Of course, this heuristic that I offered (targeted resources are used to block comprehensive reform) didn’t even work for the next major health reform attempt, the debate around the Affordable Care Act. If you recall the snowy December, 2009 Senate negotiations, you will remember that the last holdout to vote for the motion to proceed that wasn’t Ben Nelson was Bernie Sanders. Sen. Sanders wanted straight single payer, or at least a public option and got neither. However, he did manage to get a great deal more money (around $10 Billion over 10 years) for Community Health Centers, perhaps the centerpiece ‘special resources’ health policy response that represents an attempt to set up primary care in areas with absolute deprivation of health care infrastructure and/or inappropriate or inaccessible infrastructure for certain groups.
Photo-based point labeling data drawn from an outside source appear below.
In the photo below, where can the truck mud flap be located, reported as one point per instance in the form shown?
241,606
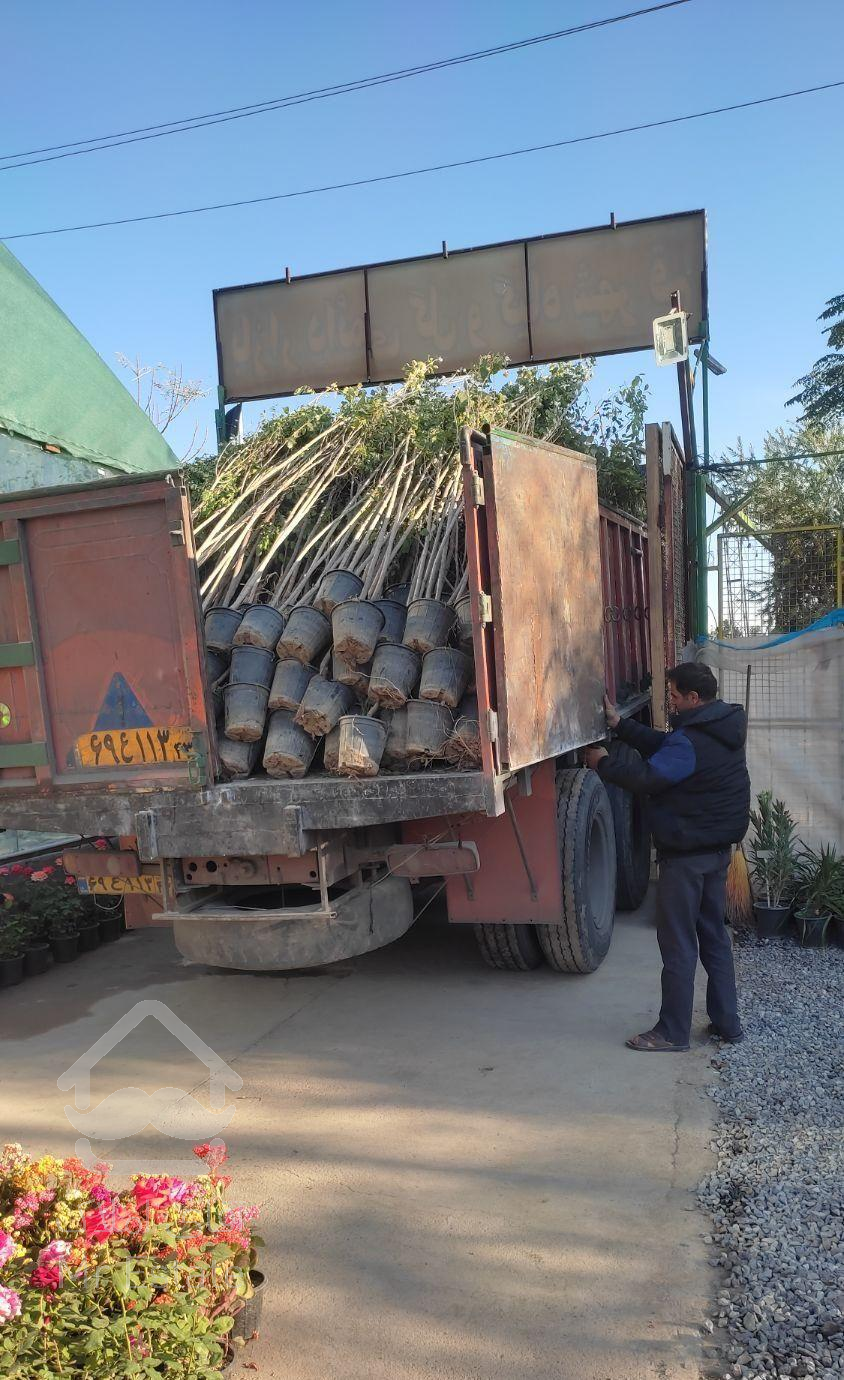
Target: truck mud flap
367,918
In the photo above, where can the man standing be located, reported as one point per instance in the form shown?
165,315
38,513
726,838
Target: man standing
698,803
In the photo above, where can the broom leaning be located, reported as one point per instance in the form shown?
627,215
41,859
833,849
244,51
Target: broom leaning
739,897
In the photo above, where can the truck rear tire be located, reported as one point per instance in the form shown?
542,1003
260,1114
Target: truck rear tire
586,838
512,947
632,838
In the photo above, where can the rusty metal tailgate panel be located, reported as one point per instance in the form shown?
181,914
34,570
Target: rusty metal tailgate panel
542,522
104,595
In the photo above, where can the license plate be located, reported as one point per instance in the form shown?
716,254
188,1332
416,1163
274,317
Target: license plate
134,747
144,885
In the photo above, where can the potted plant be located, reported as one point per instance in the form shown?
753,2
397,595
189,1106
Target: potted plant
819,893
13,944
37,957
99,1281
64,936
772,863
87,929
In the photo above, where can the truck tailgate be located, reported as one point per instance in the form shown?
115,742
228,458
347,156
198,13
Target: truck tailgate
101,658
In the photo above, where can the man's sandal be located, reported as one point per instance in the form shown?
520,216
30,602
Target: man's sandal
654,1043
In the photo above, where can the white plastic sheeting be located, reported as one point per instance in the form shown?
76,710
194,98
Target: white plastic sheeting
796,719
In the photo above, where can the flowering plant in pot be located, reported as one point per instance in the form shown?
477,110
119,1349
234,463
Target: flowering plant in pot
106,1284
13,943
774,852
819,893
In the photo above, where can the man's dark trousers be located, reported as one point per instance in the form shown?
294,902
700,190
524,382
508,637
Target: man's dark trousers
690,918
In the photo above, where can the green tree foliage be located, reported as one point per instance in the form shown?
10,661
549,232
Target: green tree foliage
799,576
822,389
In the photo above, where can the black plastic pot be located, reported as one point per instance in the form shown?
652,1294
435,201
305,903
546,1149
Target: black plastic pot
88,937
771,919
812,929
111,929
36,959
248,1318
65,948
11,970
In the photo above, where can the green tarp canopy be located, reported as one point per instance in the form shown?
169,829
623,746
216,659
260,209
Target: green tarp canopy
57,391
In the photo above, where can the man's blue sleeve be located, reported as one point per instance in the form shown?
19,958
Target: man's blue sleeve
675,762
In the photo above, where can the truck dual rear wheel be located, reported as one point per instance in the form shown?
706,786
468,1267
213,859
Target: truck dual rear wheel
512,947
632,838
586,838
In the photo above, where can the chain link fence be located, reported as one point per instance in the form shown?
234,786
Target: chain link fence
778,581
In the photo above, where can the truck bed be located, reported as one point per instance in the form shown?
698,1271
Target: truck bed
259,814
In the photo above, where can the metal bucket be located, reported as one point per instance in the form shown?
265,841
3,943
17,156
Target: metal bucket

This provides an example of someone who wanted a more comprehensive reform than what passed, yet who also wanted more resources for community health centers because he believed that even with insurance expansions, special resources are needed to provide care to certain areas and populations.  And in a further delicious piece of irony, in 2009-10 Mr. Tauzin was no longer in Congress, but instead was a chief force in negotiating the support of the pharmaceutical industry for the ACA that helped pave the way for passage of the law.

I was quite convinced when I wrote my dissertation in 1994-95 that targeted efforts such as those represented by Community Health Centers were a key part of killing the Clinton Plan. There is probably some evidence of this effect, but I likely overstated it, and correlation is not the same as causation.  In any event, this heuristic did not prove useful for predicting the outcome of the ACA, as it was advocates for even more comprehensive reform that pushed hardest for increased targeted resources. 16 years removed from completing my dissertation, it seems obvious that such a simple predictive model would inevitably be wrong.